GECC cash from investing activities increased $8.7 billion primarily due to the following:
x Higher proceeds from sales of real estate properties of $7.3 billion.
x The 2013 acquisition of MetLife Bank, N.A., resulting in net cash provided of $6.4 billion.
x Lower net loan repayments from our equity method investments of $4.9 billion.
x Lower collections (which includes sales) exceeding originations of financing receivables of $1.9 billion.
GECC cash used for financing activities decreased $23.0 billion primarily due to the following:
x Lower net repayments of borrowings, consisting primarily of net reductions in long-term borrowings and commercial paper
of $24.0 billion.
x Lower redemptions of guaranteed investment contracts of $2.3 billion.
x Beginning in the second quarter of 2012, GECC restarted its dividend to GE. GECC paid dividends totaling $6.0 billion
and $6.4 billion to GE, including special dividends of $4.1 billion and $4.5 billion in 2013 and 2012, respectively.
x These decreases were partially offset by lower proceeds from the issuance of preferred stock of $3.0 billion.
INTERCOMPANY TRANSACTIONS AND ELIMINATIONS
Effects of transactions between related companies are made on an arms-length basis, are eliminated and consist primarily of
GECC dividends to GE; GE customer receivables sold to GECC; GECC services for trade receivables management and
material procurement; buildings and equipment (including automobiles) leased between GE and GECC; information
technology (IT) and other services sold to GECC by GE; aircraft engines manufactured by GE that are installed on aircraft
purchased by GECC from third-party producers for lease to others; and various investments, loans and allocations of GE
corporate overhead costs.
GE sells customer receivables to GECC in part to fund the growth of our industrial businesses.
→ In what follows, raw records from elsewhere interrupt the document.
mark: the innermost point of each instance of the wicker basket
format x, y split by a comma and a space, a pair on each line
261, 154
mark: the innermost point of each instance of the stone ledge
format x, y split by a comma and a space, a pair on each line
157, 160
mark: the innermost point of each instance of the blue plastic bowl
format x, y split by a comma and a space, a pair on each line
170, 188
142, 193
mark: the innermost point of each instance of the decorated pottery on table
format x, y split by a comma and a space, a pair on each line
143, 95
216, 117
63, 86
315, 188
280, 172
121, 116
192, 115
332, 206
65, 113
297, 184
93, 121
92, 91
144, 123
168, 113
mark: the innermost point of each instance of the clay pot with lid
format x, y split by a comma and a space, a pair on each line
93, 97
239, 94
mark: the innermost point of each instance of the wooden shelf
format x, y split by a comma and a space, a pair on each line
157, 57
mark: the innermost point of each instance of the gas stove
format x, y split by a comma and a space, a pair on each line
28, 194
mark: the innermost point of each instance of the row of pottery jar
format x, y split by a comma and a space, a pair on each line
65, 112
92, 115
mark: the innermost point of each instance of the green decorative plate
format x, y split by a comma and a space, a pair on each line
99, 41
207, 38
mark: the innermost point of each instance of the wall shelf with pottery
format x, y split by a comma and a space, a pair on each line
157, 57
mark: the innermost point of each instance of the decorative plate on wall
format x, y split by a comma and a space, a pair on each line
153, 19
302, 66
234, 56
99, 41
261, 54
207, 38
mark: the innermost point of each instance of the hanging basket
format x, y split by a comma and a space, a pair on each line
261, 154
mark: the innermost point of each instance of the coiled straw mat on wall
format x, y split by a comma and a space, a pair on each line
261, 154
These transactions can result
in cash generation or cash use. During any given period, GE receives cash from the sale of receivables to GECC. It also
foregoes collection of cash on receivables sold. The incremental amount of cash received from sales of receivables in excess
of the cash GE would have otherwise collected had those receivables not been sold, represents the cash generated or used in
the period relating to this activity. The incremental cash generated in GE CFOA from selling these receivables to GECC
increased GE’s CFOA by $2.2 billion, $0.1 billion and $1.9 billion in 2014, 2013 and 2012, respectively.
See Note 26 to the consolidated financial statements in this Form 10-K Report for additional information about the eliminations
of intercompany transactions between GE and GECC.